Materials and Methods

Subjects

Thirty volunteers, males born to Thai parents, were enrolled in this study. Healthy volunteers who had no infections and underlying diseases or cardiovascular disease (CVD) risk factors were recruited as controls (N group; n = 7). Twenty-three patients were diagnosed, classified, treated and selected under supervision of a specialist (KP) at Pramongkutklao Hospital. They were classified into four groups based on their clinical manifestations according to the American College of Cardiology/American Heart Association criteria (2013) (Stone et al., 2014), and included 6 patients with high cholesterol levels [total cholesterol (TC), LDL, and high-density lipoprotein (HDL)], but with no evidence of vital organ dysfunction (H group) (Stone et al., 2014); 10 patients diagnosed with CHD (Stone et al., 2014) who were about to undergo coronary bypass grafting (CHD group); 3 patients with FH-CHD and 4 FH patients who were related to the 3 FH-CHD.

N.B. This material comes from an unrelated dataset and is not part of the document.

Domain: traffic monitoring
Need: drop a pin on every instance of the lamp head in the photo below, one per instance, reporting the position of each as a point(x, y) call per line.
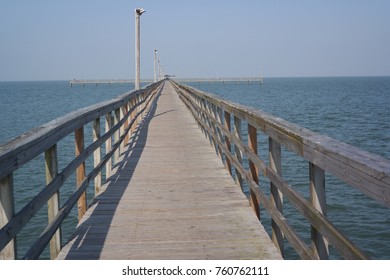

The workflow followed in the present study is illustrated in Figure 1. The study was performed at the Faculty of Tropical Medicine, Mahidol University. Approval for the study was considered from the Ethics Committees of the Faculty of Tropical Medicine, Mahidol University (MUTM2017-025-02), and Pramongkutklao Hospital (Q031b/59). Before enrollment, all participants were informed of the study aims, and filled an informed consent form.

FIGURE 1

Experimental design and study population.

Blood Sample Collection and Methods

Heparinized blood samples (5 mL) were obtained once from healthy controls and all patients before hyperlipidemia treatment or coronary bypass grafting. Sera from 1 mL of clotted blood were collected for lipid measurement.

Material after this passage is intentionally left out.